The further we move away from one centralized data center to many decentralized data centers, the more we have to deal with a new set of tradeoffs.
Instead of being able to scale up one beefy machine with hundreds of GB of RAM for your application, at the edge, you don’t have this luxury. Imagine you want your application to run in 500 edge locations, all near to your users. Buying a beefy machine 500 times will simply not be economical. That’s just way too expensive. The option is for a smaller, more minimal setup.
An architecture pattern that lends itself nicely to these constraints is Serverless. Instead of hosting a machine yourself, you just write a function, which then gets executed by an intelligent system when needed. You don’t need to worry about the abstraction of an individual server anymore: you just write functions that run and basically scale infinitely.
As you can imagine, those functions ought to be small and fast. How could we achieve that? What is a good runtime for those fast and small functions?
Right now, there are two popular answers to this in the industry: Using JavaScript V8 isolates or using WebAssembly (WASM).
The JavaScript V8 isolates, popularized in Cloudflare Workers, allow you to run a full JavaScript engine at the edge. When Cloudflare introduced the workers in 2017, they were the first to provide this new simplified compute model for the edge.
Since then, various providers, including Stackpath, Fastly and our good ol’ Akamai, released their edge compute platforms as well — a new revolution started.

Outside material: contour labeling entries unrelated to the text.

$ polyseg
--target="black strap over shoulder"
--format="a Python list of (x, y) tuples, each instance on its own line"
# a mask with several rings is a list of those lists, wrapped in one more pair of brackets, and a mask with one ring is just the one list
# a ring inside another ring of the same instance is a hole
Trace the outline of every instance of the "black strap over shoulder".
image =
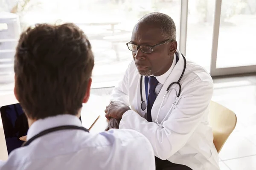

An alternative compute model to the V8 JavaScript engine that lends itself perfectly for the edge is WebAssembly. WebAssembly, which first appeared in 2017, is a rapidly growing technology with major companies like Mozilla, Amazon, Arm, Google, Microsoft and Intel heavily investing in it. It allows you to write code in any language and compile it into a portable binary, which can run anywhere, whether it be in a browser or various server environments.
WebAssembly is without doubt one of the most important developments for the web in the last 20 years. It already powers Chess engines and design tools in the browser, runs on the Blockchain and will probably replace Docker.